The airline recovery was expected to be swift in 2022, but several macroeconomic factors have impacted the industry, despite demand in the summer soaring. High energy prices, soaring inflation and staffing issues have further affected the industry after it was severely impacted by lockdown and travel restrictions. Analysts and investors are looking to 2023 as the year airline share prices potentially make a strong recovery, but the current headwinds make the near-term environment challenging.
However, in the fourth quarter, EasyJet flew 26.3 million seats, operating 88% of FY19 capacity, while load factors have risen, ending the quarter at 92%. As a result, total group revenue in the fourth quarter is expected to be around £2.515 billion, driven by solid demand for EasyJet's leading network, the continued outperformance of ancillary products and EasyJet holidays.
Capacity for fiscal Q1 2023 is expected to be up around 30% year-over-year to approximately 20 million seats, representing 83% of the same period in 2019, pre-pandemic, while booked load factors are ahead of the same point in 2019.

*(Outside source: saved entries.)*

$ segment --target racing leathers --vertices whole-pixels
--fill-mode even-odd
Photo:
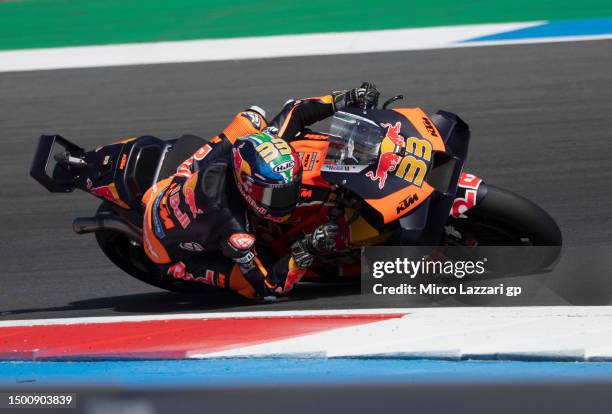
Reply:
[[[291,290],[314,255],[335,247],[337,226],[320,226],[295,242],[289,254],[268,263],[258,254],[249,206],[232,176],[232,145],[266,129],[291,141],[308,125],[358,102],[357,94],[352,90],[289,101],[269,124],[257,110],[240,112],[176,174],[155,184],[143,197],[144,248],[164,276],[231,289],[249,298]]]

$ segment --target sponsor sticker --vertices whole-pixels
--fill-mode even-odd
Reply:
[[[119,169],[123,171],[125,168],[125,164],[127,164],[127,154],[123,154],[121,156],[121,161],[119,162]]]
[[[255,237],[248,233],[234,233],[229,237],[229,243],[238,250],[248,250],[255,244]]]
[[[157,196],[157,198],[155,199],[155,201],[153,202],[153,211],[154,213],[152,214],[153,216],[153,231],[155,232],[155,236],[158,239],[163,239],[164,237],[166,237],[166,232],[164,231],[164,226],[159,218],[159,216],[157,214],[155,214],[155,212],[159,211],[159,205],[161,204],[161,200],[164,197],[164,193],[162,192],[160,195]]]
[[[180,188],[180,187],[177,187]],[[172,212],[174,213],[174,217],[176,217],[176,219],[178,220],[178,222],[181,224],[181,227],[183,227],[184,229],[186,229],[189,224],[191,223],[191,220],[189,219],[189,216],[185,213],[183,213],[180,209],[180,205],[181,205],[181,198],[178,192],[172,194],[170,196],[170,198],[168,199],[168,201],[170,202],[170,208],[172,208]]]
[[[366,177],[378,181],[378,188],[381,190],[391,172],[395,172],[397,177],[410,184],[421,187],[433,154],[431,143],[417,137],[402,137],[399,121],[394,125],[380,124],[380,126],[387,128],[387,132],[380,143],[376,167],[373,171],[368,171]]]
[[[419,201],[419,196],[417,194],[412,194],[403,199],[396,207],[396,212],[399,214],[404,210],[407,210],[411,205]]]
[[[382,190],[385,187],[387,175],[395,170],[395,167],[401,160],[401,155],[397,154],[397,152],[403,149],[406,144],[404,137],[400,135],[402,124],[399,121],[394,125],[380,124],[380,126],[387,128],[387,132],[380,142],[380,153],[376,167],[374,171],[368,171],[366,177],[372,181],[378,181],[378,188]]]
[[[212,147],[206,144],[203,147],[201,147],[199,150],[197,150],[195,154],[193,154],[193,158],[196,161],[202,161],[208,155],[211,149]]]
[[[425,129],[427,130],[427,132],[429,132],[429,134],[432,137],[437,137],[438,134],[436,132],[436,128],[433,126],[433,124],[431,123],[431,121],[429,120],[428,117],[424,116],[423,118],[421,118],[423,120],[423,125],[425,125]]]
[[[323,167],[321,167],[321,171],[357,173],[365,168],[367,168],[367,165],[325,164]]]
[[[312,171],[317,160],[317,153],[314,151],[300,152],[298,155],[300,157],[300,160],[302,160],[302,168],[304,169],[304,171]]]
[[[457,183],[458,196],[453,201],[453,207],[451,208],[451,215],[453,217],[467,218],[464,213],[476,205],[476,196],[478,195],[480,184],[482,184],[481,178],[473,174],[461,173]],[[463,197],[459,196],[461,190],[464,191]]]
[[[287,170],[291,170],[293,167],[295,167],[295,161],[289,160],[274,166],[272,168],[272,171],[274,171],[275,173],[280,173]]]

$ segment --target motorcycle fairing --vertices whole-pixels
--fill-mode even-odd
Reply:
[[[424,116],[426,116],[419,108],[412,108],[410,111],[420,111]],[[410,137],[415,137],[418,139],[427,140],[427,137],[421,135],[417,127],[415,127],[412,122],[402,113],[397,111],[388,111],[388,110],[361,110],[361,109],[347,109],[346,113],[354,114],[356,116],[364,117],[371,119],[377,125],[397,125],[399,122],[400,129],[399,135],[406,140]],[[409,112],[412,116],[413,112]],[[383,128],[381,126],[381,128]],[[384,139],[384,138],[383,138]],[[429,140],[428,140],[429,142]],[[381,144],[381,148],[383,145]],[[443,148],[443,142],[441,140],[434,140],[434,144],[431,144],[432,149],[441,149]],[[381,151],[384,149],[379,149],[378,161],[381,158]],[[429,168],[429,164],[431,161],[425,162],[426,169]],[[355,167],[355,166],[351,166]],[[321,170],[321,176],[332,184],[337,184],[348,188],[355,194],[361,196],[364,199],[382,199],[398,190],[406,188],[406,180],[399,177],[395,174],[396,169],[389,170],[385,184],[382,188],[379,187],[377,181],[369,178],[367,175],[371,173],[372,175],[376,175],[376,163],[375,165],[367,165],[361,166],[363,169],[351,168],[349,170],[347,165],[325,165],[325,167]],[[416,186],[415,186],[416,187]],[[418,188],[418,187],[417,187]]]
[[[433,187],[424,183],[421,188],[414,185],[404,187],[382,198],[366,198],[365,201],[378,211],[387,224],[410,213],[420,206],[434,192]]]
[[[153,184],[167,147],[159,138],[143,136],[88,152],[87,163],[104,173],[90,175],[85,190],[124,209],[141,211],[141,197]]]
[[[321,139],[292,142],[296,151],[301,153],[305,176],[311,174],[309,182],[330,182],[363,197],[372,210],[366,221],[379,234],[388,231],[388,223],[399,219],[400,229],[395,237],[400,242],[416,242],[421,238],[434,240],[442,234],[442,224],[439,223],[445,222],[444,217],[448,216],[455,199],[457,181],[469,143],[467,125],[455,114],[444,111],[439,111],[431,118],[419,108],[405,108],[393,112],[351,111],[356,111],[358,116],[367,116],[377,124],[394,125],[400,122],[400,134],[404,139],[404,133],[418,139],[428,139],[432,157],[427,165],[424,182],[420,187],[414,184],[406,185],[403,178],[398,177],[395,171],[390,171],[385,185],[380,189],[378,184],[366,175],[368,171],[374,171],[376,166],[323,164],[329,143]],[[321,177],[324,180],[320,180]],[[321,190],[318,186],[303,186],[300,204],[292,215],[292,222],[300,223],[301,226],[305,224],[304,220],[308,222],[313,215],[325,214],[325,203],[330,201],[327,199],[329,191],[326,193]],[[325,190],[329,190],[328,185]],[[361,213],[368,213],[369,210],[362,208]],[[359,239],[361,237],[356,240],[349,237],[351,243],[358,243]]]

“Our summer 23 season went on sale last week and we were filling the equivalent of more than four A320 aircraft a minute in the opening hours demonstrating the continued demand,” commented Johan Lundgren, CEO of EasyJet.
“easyJet is Europe's largest operator at primary airports with one of the strongest balance sheets in the aviation industry. We face the uncertain macro-economic environment with many strengths through our brand, network and business model which enable us to provide low fares to millions despite the rising cost of living.”